Cutforth Murray, Watson Hannah, Brown Cameron, Wang Chaoyang, Thomson Stuart, Fell Dickon, Dilys Vismantas, Scrimgeour Morag, Schrempf Patrick, Lesh James, Muir Keith, Weir Alexander, O'Neil Alison Q
Canon Medical Research Europe, Edinburgh, United Kingdom.
Institute of Neuroscience & Psychology, University of Glasgow, Glasgow, United Kingdom.
Front Digit Health. 2023 Jun 14;5:1186516. doi: 10.3389/fdgth.2023.1186516. eCollection 2023.
Thrombolysis treatment for acute ischaemic stroke can lead to better outcomes if administered early enough. However, contraindications exist which put the patient at greater risk of a bleed (e.g. recent major surgery, anticoagulant medication). Therefore, clinicians must check a patient's past medical history before proceeding with treatment. In this work we present a machine learning approach for accurate automatic detection of this information in unstructured text documents such as discharge letters or referral letters, to support the clinician in making a decision about whether to administer thrombolysis.
We consulted local and national guidelines for thrombolysis eligibility, identifying 86 entities which are relevant to the thrombolysis decision. A total of 8,067 documents from 2,912 patients were manually annotated with these entities by medical students and clinicians. Using this data, we trained and validated several transformer-based named entity recognition (NER) models, focusing on transformer models which have been pre-trained on a biomedical corpus as these have shown most promise in the biomedical NER literature.

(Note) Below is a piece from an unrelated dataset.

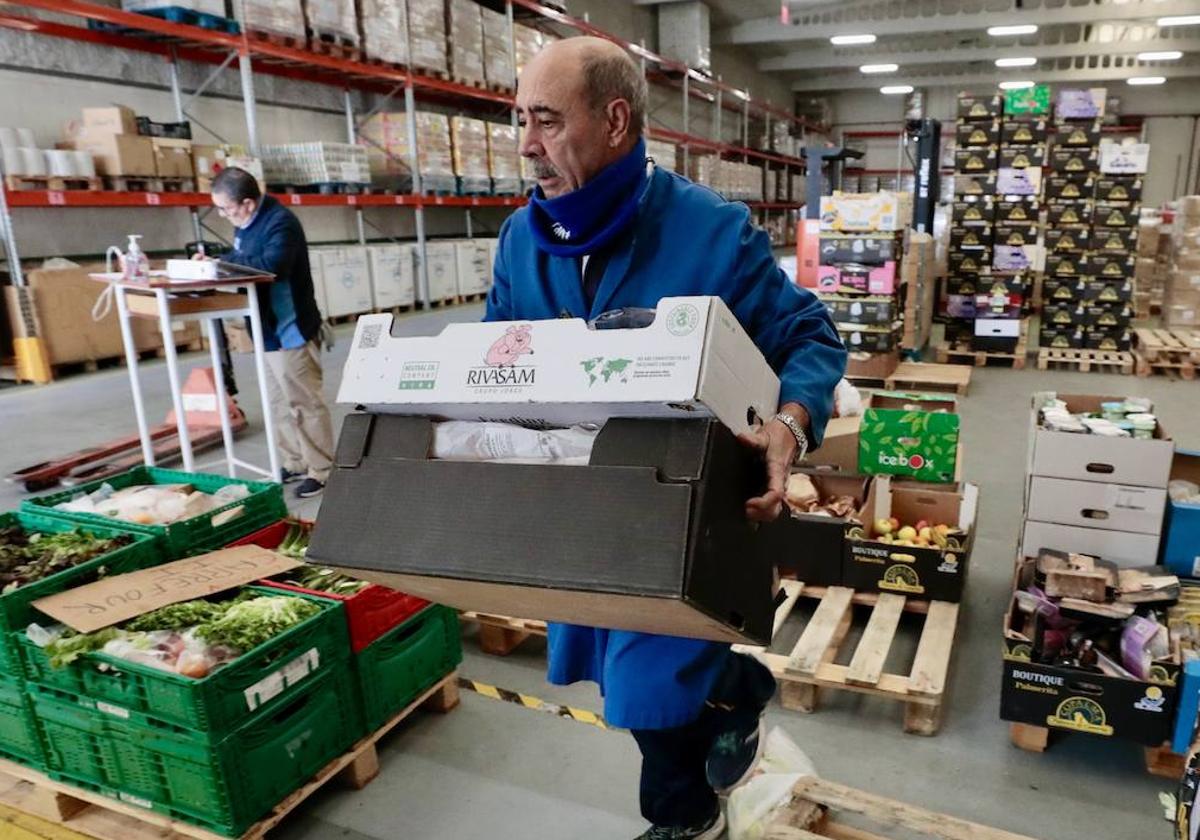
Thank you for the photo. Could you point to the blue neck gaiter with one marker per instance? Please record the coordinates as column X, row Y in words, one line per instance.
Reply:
column 586, row 220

Our best model was a PubMedBERT-based approach, which obtained a lenient micro/macro F1 score of 0.829/0.723. Ensembling 5 variants of this model gave a significant boost to precision, obtaining micro/macro F1 of 0.846/0.734 which approaches the human annotator performance of 0.847/0.839. We further propose numeric definitions for the concepts of name regularity (similarity of all spans which refer to an entity) and context regularity (similarity of all context surrounding mentions of an entity), using these to analyse the types of errors made by the system and finding that the name regularity of an entity is a stronger predictor of model performance than raw training set frequency.
Overall, this work shows the potential of machine learning to provide clinical decision support (CDS) for the time-critical decision of thrombolysis administration in ischaemic stroke by quickly surfacing relevant information, leading to prompt treatment and hence to better patient outcomes.
急性缺血性中风的溶栓治疗如果足够早地进行,可能会带来更好的治疗效果。然而,存在一些禁忌症,会使患者面临更高的出血风险(例如近期的大手术、抗凝药物治疗)。因此,临床医生在进行治疗前必须检查患者的既往病史。在这项工作中,我们提出了一种机器学习方法,用于在出院小结或转诊信等非结构化文本文件中准确自动检测此类信息,以支持临床医生决定是否进行溶栓治疗。
我们参考了当地和国家关于溶栓资格的指南,确定了86个与溶栓决策相关的实体。2912名患者的总共8067份文件由医学生和临床医生使用这些实体进行了人工标注。利用这些数据,我们训练并验证了几个基于Transformer的命名实体识别(NER)模型,重点关注在生物医学语料库上进行过预训练的Transformer模型,因为这些模型在生物医学NER文献中显示出了最大的潜力。
我们最好的模型是基于PubMedBERT的方法,其宽松的微观/宏观F1分数为0.829/0.723。将该模型的5个变体进行集成显著提高了精确率,微观/宏观F1分数达到0.846/0.734,接近人类标注者的0.847/0.839的性能。我们进一步为名称规律性(指代一个实体的所有跨度的相似性)和上下文规律性(实体提及周围所有上下文的相似性)的概念提出了数值定义,用这些来分析系统所犯错误的类型,并发现实体的名称规律性比原始训练集频率更能预测模型性能。
总体而言,这项工作展示了机器学习通过快速呈现相关信息为缺血性中风溶栓治疗这一关键时间决策提供临床决策支持(CDS)的潜力,从而实现及时治疗并因此带来更好的患者治疗效果。